A Finite State Machine (FSM) is a sequential circuit that moves between specific states according to a well-defined set of rules.
A general FSM has some standard properties:
- The next state is determined from the output of combinatorial logic involving both the current state and any inputs.
- The current state is held in a register.
- The next state becomes the current state at the rising edge of every clock cycle.
- The outputs are determined by a combinatorial block the current state, and occasionally also any inputs. It is important to note the third point, and recognise that the implementation of a FSM does not remain in a single state for multiple clock cycles, but rather repeatedly move to the same state.
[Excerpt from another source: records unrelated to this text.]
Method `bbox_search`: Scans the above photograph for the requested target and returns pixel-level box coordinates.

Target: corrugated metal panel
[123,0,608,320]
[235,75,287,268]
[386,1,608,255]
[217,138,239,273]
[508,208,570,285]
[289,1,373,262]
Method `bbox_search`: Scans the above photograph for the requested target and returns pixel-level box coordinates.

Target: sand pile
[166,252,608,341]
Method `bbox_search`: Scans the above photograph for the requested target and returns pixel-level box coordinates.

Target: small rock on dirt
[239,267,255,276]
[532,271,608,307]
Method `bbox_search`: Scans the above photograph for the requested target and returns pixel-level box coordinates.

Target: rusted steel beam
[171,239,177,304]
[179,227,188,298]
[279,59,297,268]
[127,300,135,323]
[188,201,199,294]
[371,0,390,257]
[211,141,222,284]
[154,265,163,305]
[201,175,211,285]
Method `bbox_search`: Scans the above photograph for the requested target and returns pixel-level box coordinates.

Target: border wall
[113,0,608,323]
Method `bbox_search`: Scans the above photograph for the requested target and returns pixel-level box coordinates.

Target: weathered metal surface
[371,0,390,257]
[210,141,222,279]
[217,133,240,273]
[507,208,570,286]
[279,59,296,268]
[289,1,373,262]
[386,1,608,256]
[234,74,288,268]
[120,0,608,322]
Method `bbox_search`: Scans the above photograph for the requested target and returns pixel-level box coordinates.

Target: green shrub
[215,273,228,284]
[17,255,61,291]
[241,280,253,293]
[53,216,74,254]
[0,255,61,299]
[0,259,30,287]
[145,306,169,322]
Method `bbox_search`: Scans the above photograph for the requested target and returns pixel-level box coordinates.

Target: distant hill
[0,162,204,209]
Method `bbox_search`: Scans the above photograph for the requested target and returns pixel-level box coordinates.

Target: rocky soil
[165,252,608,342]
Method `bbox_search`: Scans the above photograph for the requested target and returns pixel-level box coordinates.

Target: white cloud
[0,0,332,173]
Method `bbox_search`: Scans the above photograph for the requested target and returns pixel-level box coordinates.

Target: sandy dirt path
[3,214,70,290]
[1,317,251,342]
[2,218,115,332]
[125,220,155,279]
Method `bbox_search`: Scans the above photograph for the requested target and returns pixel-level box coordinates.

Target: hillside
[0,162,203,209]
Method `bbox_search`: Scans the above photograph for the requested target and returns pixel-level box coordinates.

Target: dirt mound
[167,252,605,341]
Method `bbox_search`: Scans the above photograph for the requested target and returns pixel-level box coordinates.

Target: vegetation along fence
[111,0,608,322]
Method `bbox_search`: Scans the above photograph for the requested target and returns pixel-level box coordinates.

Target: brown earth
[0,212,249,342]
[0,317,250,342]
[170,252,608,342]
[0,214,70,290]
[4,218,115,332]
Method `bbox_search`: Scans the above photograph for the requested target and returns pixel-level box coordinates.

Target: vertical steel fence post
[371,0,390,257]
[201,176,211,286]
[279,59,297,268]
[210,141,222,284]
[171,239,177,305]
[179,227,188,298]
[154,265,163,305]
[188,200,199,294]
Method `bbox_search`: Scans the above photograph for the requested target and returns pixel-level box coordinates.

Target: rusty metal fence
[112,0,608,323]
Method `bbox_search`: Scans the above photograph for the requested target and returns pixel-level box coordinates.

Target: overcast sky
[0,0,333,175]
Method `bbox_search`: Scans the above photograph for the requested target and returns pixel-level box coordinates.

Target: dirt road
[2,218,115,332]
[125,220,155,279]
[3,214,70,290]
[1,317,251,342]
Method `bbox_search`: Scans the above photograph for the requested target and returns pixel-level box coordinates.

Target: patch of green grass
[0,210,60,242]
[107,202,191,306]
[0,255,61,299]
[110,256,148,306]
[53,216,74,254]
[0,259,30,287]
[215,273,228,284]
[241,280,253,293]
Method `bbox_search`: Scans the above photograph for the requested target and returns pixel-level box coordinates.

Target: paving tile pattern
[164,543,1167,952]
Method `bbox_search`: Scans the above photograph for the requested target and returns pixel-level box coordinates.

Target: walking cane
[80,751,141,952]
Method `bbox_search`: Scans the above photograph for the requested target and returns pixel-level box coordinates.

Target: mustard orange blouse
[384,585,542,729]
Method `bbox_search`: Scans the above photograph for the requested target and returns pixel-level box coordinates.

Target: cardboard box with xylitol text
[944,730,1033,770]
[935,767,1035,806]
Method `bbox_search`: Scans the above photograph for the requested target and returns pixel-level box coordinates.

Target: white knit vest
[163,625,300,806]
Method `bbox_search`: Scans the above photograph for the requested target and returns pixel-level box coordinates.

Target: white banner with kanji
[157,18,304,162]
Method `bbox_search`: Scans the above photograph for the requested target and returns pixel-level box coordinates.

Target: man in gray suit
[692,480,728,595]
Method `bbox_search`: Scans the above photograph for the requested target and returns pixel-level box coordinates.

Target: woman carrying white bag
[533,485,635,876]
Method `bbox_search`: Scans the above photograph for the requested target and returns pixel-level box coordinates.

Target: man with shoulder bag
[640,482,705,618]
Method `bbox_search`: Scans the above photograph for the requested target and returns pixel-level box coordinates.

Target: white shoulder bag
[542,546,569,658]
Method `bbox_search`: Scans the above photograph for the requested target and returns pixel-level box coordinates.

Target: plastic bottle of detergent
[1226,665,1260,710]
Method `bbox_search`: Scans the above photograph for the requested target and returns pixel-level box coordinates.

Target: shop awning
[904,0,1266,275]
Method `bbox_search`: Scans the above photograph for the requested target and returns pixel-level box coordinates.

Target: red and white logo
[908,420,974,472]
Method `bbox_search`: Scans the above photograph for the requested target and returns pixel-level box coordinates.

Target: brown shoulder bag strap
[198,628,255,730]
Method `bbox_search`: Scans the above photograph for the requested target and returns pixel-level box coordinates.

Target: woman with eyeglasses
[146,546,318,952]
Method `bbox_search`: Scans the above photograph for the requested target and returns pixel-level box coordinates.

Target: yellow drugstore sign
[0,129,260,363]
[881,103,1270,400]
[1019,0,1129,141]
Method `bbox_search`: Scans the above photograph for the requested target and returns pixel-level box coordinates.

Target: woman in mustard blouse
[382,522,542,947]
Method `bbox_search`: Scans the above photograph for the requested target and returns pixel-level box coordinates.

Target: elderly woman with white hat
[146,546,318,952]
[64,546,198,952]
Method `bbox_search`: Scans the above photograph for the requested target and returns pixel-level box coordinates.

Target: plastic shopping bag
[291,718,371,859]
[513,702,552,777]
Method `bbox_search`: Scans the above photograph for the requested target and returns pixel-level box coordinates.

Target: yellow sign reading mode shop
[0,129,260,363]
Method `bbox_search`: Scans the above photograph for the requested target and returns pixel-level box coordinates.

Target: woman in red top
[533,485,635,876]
Finite state machines can be seen as the equivalent for sequential circuits of the boolean expression representing the behaviour of a combinatorial circuit. A FSM is a deterministic and, importantly, exhaustive description of the behaviour of a sequential circuit over time.
Describing Finite State Machines
A FSM can be represented with a graph-like diagram, known as a State Transition Diagram using vertices to represent states and edges the possible transitions between them. Alternatively, a State Transition Table maps each combination of inputs and current state to the respective next state.
Unused states
It is likely there that will be numerical values that do not have assigned states (if the number of states is not a power of 2). In this case, it is good practice to ensure that if one of these ‘unused’ states is encountered, the behaviour is defined and the machine returns to a valid state.